Pregnant and lactating people who use cannabis often do so to manage symptoms, and their reasons for consuming cannabis are dynamic through reproductive stages, according to new a study.
Published Monday in the Canadian Medical Association Journal, the study dives into why pregnant and lactating people are using cannabis, as researchers say cannabis use among this group is increasing, despite some clinical evidence showing cannabis use may be linked to low birth weight and childhood development deficits.
Researchers found that motivations for cannabis use changed across perinatal stages, with some stopping cannabis use altogether while others continued to manage pregnancy symptoms or pre-existing conditions.
“Our findings have very little resonance with evidence on motivations for cannabis use identified in nonpregnant populations, suggesting that motivations for use during pregnancy and lactation are unique,” researcher Meredith Vanstone says in a statement.
“The reasons for use provided by our participants more closely match those identified in studies of medical cannabis use, such as for controlling pain, anxiety, depression, muscle spasms, nausea or appetite, and for sleep, with many using cannabis to manage multiple symptoms.”
Without high-quality evidence to guide practice and potential harms, researchers say most clinical guidelines will recommend abstinence from cannabis during pregnancy and lactation.
Fifty-two Canadians participated in virtual or phone interviews for the study. All participants had been pregnant or lactating within the past year and had continued, stopped or lowered their cannabis consumption during the perinatal period. At the time of the interview, 30 participants were pregnant and the rest were breastfeeding.
Participants described three categories for using cannabis: sensation seeking (recreational use), symptom management and coping.
Overall, individual reasons to use cannabis were dynamic between reproductive stages, even among participants who used cannabis to manage symptoms of chronic conditions.
Researchers found that most of those who used cannabis during pregnancy did so to manage symptoms of pregnancy and pre-existing conditions.
“I couldn’t keep anything down, including water and my own saliva, so I started using cannabis.

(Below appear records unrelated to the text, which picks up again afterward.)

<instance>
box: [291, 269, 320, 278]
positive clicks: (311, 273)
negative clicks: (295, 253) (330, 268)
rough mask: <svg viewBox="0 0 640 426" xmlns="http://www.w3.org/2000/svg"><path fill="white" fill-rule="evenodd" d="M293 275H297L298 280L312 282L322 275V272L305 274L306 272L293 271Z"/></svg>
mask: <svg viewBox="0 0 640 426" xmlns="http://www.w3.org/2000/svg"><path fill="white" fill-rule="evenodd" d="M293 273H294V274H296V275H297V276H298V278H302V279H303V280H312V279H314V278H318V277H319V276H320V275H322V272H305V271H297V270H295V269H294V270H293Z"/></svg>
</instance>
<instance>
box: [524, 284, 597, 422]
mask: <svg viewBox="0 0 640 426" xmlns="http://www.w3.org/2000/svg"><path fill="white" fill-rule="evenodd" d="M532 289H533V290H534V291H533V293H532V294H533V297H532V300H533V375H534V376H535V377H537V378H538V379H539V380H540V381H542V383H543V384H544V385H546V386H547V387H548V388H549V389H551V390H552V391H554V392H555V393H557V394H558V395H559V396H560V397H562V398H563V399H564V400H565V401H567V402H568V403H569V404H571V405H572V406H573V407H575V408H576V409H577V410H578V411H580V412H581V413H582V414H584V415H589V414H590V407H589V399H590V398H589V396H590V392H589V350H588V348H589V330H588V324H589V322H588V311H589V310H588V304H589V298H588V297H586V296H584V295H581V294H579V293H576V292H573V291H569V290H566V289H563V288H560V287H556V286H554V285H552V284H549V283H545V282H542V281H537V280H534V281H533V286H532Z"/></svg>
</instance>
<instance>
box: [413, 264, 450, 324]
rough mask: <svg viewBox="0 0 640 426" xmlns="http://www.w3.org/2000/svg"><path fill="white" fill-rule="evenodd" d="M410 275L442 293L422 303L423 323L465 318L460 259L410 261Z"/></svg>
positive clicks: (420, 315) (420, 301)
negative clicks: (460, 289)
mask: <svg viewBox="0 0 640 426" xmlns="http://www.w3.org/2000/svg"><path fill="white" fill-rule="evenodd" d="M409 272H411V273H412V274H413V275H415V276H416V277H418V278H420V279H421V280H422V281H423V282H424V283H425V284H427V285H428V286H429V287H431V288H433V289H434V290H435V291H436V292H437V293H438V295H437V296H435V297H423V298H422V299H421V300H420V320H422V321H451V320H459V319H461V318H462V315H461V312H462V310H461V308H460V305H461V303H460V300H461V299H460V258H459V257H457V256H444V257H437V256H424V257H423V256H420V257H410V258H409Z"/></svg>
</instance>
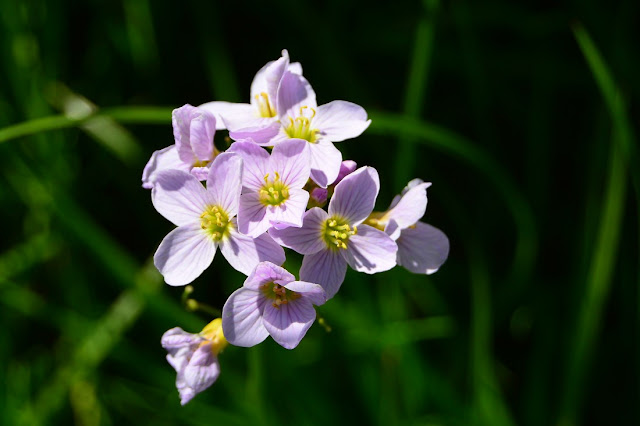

It essentially kept me alive for half my pregnancy, if not more,” one participant said.
Another participant said, “I’ve gone from 15 pills a day and no cannabis to three pills a day and cannabis and I’m able to focus and be there for my kids and be attentive and help them cope with their own emotions because I’m not numb.”
Some participants stopped using cannabis out of fear of potential harm to the fetus, while others stopped because of social stigma, guilt and health reasons.
After giving birth, motivations for cannabis use changed, more closely resembling reasons participants gave for using cannabis before becoming pregnant.
Recreational use was the most common reason for cannabis use prior to pregnancy, and a similar proportion of participants said it was for symptom management.
During lactation, participants’ motivation for using cannabis was similar to their use before pregnancy, including for enjoyment and relaxation, as well as coping with the physicality, stress and monotony of parenting a newborn.
Many participants compared their recreational cannabis use to alcohol, as a way to unwind at the end of the day.
Researchers say the changing nature of cannabis use during pregnancy and lactation speaks to participants’ perception of benefits and risks, and “may reflect a desire to lessen stigma by casting use during pregnancy as therapeutic.”
According to the study, a small number of participants stopped lactating to use cannabis again.
“I think it’s important for physicians to understand that people who use cannabis during pregnancy are often doing so because they perceive important benefits of cannabis for controlling a variety of symptoms,” Vanstone says. “There’s an opportunity here for exploring the benefits that pregnant patients are getting from cannabis and helping them find alternatives that we know are safe for both mom and baby.”
The benefits participants reported, particularly in treating severe nausea, suggest the value of future research into the efficacy of cannabis in relieving symptoms that aren’t responding to medical therapy, researchers say.
“This is an important gap in the literature about this understudied population,” they add.